Les normes ESG et le label ISR (Investissement socialement responsable, en France) expliqueraient cette “frilosité” des actionnaires européens pour TotalEnergies, dont deux tiers des investissements restent liés aux hydrocarbures, soit 10 milliards d’euros, contre 5 milliards d’euros pour l’électricité décarbonée. C’est en tout cas le reproche qui est mis sur la table par le PDG. Le message des autorités publiques européennes nuirait aux intérêts de TotalEnergies : “En Europe, au lieu de soutenir les entreprises européennes qui veulent faire cette transition, même si c’est difficile, ils nous regardent et nous disent : regardez, vous continuez à produire du pétrole et du gaz.”
L’investisseur américain est lui beaucoup moins regardant sur la question des hydrocarbures. De plus, il a les poches relativement pleines. L’économie américaine se porte à merveille, et l’Américain épargne peu et investit beaucoup. “Préfèrent-ils des actions dont la cotation principale est à New York ou en Europe ? Je crois que quand vous posez la question, vous avez la réponse”, a ajouté le patron de TotalEnergies.
Taxes et audition
Le moment choisi par Pouyanné pour effectuer sa sortie ne peut pas être le fruit du hasard. Des discussions sont en cours concernant deux taxations qui touchent directement l’énergéticien. D’abord, la taxe sur les rachats d’action, largement usités par TotalEnergies, qui rien que l’année dernière a racheté pour 8,2 milliards d’euros d’actions. Ensuite, la taxe sur “les surprofits” qui pourrait se limiter aux producteurs d’électricité.

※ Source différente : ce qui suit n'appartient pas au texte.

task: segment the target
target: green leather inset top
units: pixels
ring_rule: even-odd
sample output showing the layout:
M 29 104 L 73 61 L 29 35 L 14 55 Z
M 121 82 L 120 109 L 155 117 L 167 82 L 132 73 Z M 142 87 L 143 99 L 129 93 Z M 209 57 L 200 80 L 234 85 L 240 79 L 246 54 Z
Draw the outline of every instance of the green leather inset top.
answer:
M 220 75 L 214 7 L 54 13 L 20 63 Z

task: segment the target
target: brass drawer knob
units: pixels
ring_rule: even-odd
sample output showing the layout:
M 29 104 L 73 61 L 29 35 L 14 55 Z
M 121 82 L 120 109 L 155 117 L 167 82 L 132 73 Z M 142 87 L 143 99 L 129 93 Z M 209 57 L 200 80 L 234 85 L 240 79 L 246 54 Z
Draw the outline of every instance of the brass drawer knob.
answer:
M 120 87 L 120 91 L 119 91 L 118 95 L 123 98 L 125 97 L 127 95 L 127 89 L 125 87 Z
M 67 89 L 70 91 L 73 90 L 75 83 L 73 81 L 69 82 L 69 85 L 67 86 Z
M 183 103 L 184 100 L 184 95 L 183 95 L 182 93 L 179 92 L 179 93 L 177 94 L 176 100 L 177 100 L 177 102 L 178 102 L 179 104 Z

Enfin, en début de semaine, Patrick Pouyanné était auditionné par une commission sénatoriale menée par l’écologiste Yannick Jadot. En place depuis quatre mois, cette commission vise à savoir si les politiques publiques menées par l’État français sont suivies par TotalEnergies, en identifiant les efforts réellement fournis par le géant énergétique en faveur de la transition énergétique.
Le patron de TotalEnergies a clairement indiqué que la croissance future de l’entreprise se situait dans l’électricité, mais que pour le moment, les profits qui sont réalisés sont le fruit des hydrocarbures, dont la demande est toujours en croissance, soutient-il. En résumé, l’un doit financer l’autre.
À propos d’une éventuelle cotation à Wall Street, le PDG affirme regarder “la réalité du marché” et “constate que les entreprises énergétiques européennes sont très largement décotées par rapport aux entreprises américaines, c’est le patron de Shell qui l’a affirmé en premier. Nous avons exactement les mêmes résultats que Chevron au premier trimestre. Sa valorisation est de 330 milliards quand elle est de 200 milliards pour TotalEnergies. C’est la différence entre le marché américain et européen”.
“Si j’observe un nouvel engouement des actionnaires européens, je serais ravi de garder la cotation à Paris, mais ce n’est pas ce que je vois actuellement”. Pour Pouyanné, le coupable ne fait aucun doute : “Ce sont les normes ESG qui envoient un mauvais signal et mettent la pression sur les actionnaires européens.”
Le patron de TotalEnergies prendra sa décision finale au mois de septembre.